Госпожа Роек вдруг всхлипнула и, чтобы скрыть волнение, энергично высморкалась в грязноватый платок.

"Может, так оно и есть? - подумала Ядвига. - Может, в этом и причина? В том, что родины-то по-настоящему у них не было, что все это было только так, только слова, над которыми человеку даже не хотелось задумываться…"

И, может быть, как раз теперь, в эти трудные, непонятные дни, она и рождается - твоя и моя, наша родная, близкая сердцу, царящая над сердцем и живущая в сердце польская родина?

Но ведь для других она существовала и раньше. Как это сказал Шувара? "Я за Польшу десять лет в польских тюрьмах отсидел". И для Стефека она существовала. А для нее, Ядвиги, - нет. Но теперь, видно, наступает время, когда она будет существовать для всех, для всех. Когда каждый почувствует ее в своем сердце так, как чувствовал Шувара, когда его в тюрьме избивали полицейскими дубинками, когда ему выкручивали и ломали пальцы, зажав их между карандашами. И все же он видел ее поверх тьмы тюремных камер, поверх гнета и безграничной нищеты - видел прекрасную, сияющую будущую родину. Такую, какую знает Матрена и все они тут. Ибо такой родиной может быть каждая страна.

"Только что же могу сделать я? Что я значу?" - спросила себя Ядвига.

Шерсть на ягнятах блестела под лучами солнца, мягонькая, шелковистая.

- Бась, бась, бяшки!

Они подбегали и теснились вокруг нее. Смешные мордочки с темными влажными глазами, черные носы в мягкой белой шерсти. Они были совсем как дети. Как у детей, у них были свои капризы, свои шалости, и, как дети, они доверчиво теснились к ее рукам.

И вдруг, хотя это как будто не имело ничего общего с тем, о чем она до этого думала, - она почувствовала полное успокоение.
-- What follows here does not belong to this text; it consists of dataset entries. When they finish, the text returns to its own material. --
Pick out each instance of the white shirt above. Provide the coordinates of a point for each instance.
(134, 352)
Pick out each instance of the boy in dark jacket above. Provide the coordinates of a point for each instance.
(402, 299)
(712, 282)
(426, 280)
- Это моя работа, - неожиданно сказала она вслух. И это спокойное, ясное утверждение как будто разрешало какой-то вопрос. "Это потому, что я не одна, потому что я одна из них", - догадалась Ядвига, подразумевая под "ними" Матрену, Павла Алексеевича и всех, кого она узнала здесь, в степи, где сияло лиловое видение гор.

Глава IV

Часы работы на тракторе были хорошими часами. Более того - это были часы счастливые. Марцысь смотрел с высоты на огромное, казалось бы, непобедимое пространство. Машина была послушна рукам - большая, тяжелая машина слушалась его, Марцыся, рук. Здесь он чувствовал себя и вправду взрослым. Здесь ему не приходилось пререкаться с матерью о своем возрасте. Машина двигалась так, как повелевал Марцысь. Ни споров, ни сомнений - трактор его слушался.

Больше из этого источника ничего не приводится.